O balanço divulgado inclui 160 indivíduos soltos em 23 de dezembro de 2024, após uma invasão militar dos Estados Unidos. Jorge Rodríguez afirmou que a medida visa distensionar a situação política no país.
“A decisão de libertar certos presos — não presos políticos, mas políticos que cometeram crimes contra a lei e a Constituição — foi um ato deliberado”, disse Jorge, que é irmão da presidente interina Delcy Rodríguez.
Ele também respondeu a críticas de Luís Florido, deputado da oposição, que pediu o acesso à lista de liberados, argumentando que o número de 400 não corresponde ao fornecido por organizações sociais, que falam em 116 libertações.
Entre os libertados, encontra-se o ex-candidato à presidência, Enrique Márquez, que estava preso acusado de tentativa de golpe de Estado.

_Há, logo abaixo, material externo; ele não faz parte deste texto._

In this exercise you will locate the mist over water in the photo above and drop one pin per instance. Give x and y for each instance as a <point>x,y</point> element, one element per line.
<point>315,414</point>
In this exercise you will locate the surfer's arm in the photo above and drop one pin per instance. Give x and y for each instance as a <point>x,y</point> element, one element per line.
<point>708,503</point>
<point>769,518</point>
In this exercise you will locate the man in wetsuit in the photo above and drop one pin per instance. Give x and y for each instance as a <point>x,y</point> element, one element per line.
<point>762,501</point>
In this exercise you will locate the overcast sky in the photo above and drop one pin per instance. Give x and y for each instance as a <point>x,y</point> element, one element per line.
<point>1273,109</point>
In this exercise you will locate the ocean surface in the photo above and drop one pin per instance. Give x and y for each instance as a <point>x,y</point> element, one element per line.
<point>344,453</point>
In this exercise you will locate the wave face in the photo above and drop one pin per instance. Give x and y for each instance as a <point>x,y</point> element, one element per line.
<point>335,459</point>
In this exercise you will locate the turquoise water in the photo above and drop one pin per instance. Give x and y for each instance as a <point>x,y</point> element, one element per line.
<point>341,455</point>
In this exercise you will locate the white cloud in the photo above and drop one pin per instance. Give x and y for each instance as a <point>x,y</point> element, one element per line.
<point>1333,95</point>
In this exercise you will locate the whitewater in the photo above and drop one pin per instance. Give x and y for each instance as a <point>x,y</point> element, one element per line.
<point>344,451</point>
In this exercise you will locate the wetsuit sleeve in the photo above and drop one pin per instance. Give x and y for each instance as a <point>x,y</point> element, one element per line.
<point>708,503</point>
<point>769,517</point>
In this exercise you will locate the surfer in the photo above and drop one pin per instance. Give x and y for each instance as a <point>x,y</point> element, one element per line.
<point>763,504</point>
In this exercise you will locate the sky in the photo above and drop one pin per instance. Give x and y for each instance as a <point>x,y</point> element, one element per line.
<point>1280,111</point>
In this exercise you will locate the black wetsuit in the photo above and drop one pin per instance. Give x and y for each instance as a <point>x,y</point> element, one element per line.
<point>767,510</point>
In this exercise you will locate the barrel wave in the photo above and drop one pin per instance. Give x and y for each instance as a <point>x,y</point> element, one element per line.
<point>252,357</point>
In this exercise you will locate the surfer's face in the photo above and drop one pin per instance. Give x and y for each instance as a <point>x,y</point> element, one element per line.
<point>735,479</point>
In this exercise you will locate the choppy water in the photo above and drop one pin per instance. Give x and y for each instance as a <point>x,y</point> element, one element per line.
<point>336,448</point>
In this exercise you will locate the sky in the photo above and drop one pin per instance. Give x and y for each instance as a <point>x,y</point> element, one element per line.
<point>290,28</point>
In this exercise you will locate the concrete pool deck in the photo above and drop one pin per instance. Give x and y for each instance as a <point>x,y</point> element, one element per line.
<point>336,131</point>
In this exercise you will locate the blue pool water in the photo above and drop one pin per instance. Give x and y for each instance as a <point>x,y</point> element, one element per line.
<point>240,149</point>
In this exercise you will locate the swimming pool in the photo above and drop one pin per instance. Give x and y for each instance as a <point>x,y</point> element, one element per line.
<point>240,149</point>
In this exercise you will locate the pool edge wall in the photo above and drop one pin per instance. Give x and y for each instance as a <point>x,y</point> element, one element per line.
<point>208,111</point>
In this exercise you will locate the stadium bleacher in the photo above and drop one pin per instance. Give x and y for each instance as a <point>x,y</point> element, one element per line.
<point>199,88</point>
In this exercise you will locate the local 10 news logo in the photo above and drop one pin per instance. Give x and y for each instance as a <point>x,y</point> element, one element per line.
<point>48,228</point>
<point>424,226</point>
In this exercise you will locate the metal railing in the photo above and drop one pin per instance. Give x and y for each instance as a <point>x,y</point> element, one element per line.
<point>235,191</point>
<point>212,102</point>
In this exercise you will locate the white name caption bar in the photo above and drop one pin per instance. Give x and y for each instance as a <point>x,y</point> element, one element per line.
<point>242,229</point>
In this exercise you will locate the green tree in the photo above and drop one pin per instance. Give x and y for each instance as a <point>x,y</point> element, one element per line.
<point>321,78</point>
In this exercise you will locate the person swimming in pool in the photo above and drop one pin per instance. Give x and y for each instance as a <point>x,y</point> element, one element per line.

A ONG Foro Penal alega que o número real de presos libertados é significativamente menor que o anunciado pelo governo, citando informações sobre a libertação de apenas 50 pessoas. Já o Observatório Venezuelano de Prisioneiros confirmou, até a manhã de quarta-feira (14), a soltura de 80 indivíduos.
As organizações denunciam a falta de transparência nas libertações, afirmando que famílias continuam aguardando notícias sobre seus entes queridos enquanto pernoitam próximas às prisões.